While insurance companies inspect residences annually, those inspectors are looking for different things than inspectors looking for safety issues, he added.

"Insurance inspections are not the same," Truesdall said. "They look at different things: the gutters, the age of the roof. They aren't as safety oriented."

He said his list comes from a 2012 Property Maintenance Code, a model code regulating the minimum maintenance requirements for existing buildings.

"For the most part, that's the focus - making sure the place where people are living is safe," Truesdall added.

He said homeowners including landlords are more accepting of home inspections.

"They've calmed down quite a bit," he said. "It's difficult when you get into people's pocketbooks, but it just fixes the problem of slums and substandard housing in town."

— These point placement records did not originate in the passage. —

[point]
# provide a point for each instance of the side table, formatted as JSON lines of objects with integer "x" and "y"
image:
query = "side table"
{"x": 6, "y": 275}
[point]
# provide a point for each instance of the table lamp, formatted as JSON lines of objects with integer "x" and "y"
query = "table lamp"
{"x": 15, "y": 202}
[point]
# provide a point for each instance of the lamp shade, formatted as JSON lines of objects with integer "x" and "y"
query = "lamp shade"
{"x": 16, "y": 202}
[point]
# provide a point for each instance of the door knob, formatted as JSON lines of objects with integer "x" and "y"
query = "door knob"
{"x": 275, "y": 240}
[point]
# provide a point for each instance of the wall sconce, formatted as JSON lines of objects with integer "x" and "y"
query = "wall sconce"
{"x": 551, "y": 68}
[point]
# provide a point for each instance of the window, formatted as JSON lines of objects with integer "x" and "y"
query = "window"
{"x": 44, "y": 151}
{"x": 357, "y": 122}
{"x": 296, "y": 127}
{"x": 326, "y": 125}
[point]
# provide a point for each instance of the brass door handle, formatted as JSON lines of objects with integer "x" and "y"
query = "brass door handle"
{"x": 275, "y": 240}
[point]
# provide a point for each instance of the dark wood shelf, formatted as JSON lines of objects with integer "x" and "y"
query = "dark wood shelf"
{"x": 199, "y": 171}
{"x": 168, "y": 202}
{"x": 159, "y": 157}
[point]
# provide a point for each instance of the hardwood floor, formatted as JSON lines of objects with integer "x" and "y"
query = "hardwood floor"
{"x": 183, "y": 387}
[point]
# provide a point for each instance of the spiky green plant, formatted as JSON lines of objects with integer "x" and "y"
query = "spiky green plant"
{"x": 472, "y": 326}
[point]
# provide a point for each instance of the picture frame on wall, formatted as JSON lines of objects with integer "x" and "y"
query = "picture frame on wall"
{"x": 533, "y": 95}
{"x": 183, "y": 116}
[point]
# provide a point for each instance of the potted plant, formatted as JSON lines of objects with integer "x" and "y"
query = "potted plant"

Making certain housing is safe has nothing to do with the size of the community, he confirmed.

"Last year, I entered 724 inspections into my computer, but I failed 163," Truesdall said. "Twenty two and a half percent failed on the first (inspection). That's really not bad. A lot were batteries in smoke detectors and carbon monoxide detectors in homes with attached garages or gas burning appliances."

Does Truesdall feel these home inspections have saved lives?

"Absolutely. Absolutely," he said. "By listening to the older firefighters here, those who have been here for years, they swear the number of fires has been reduced."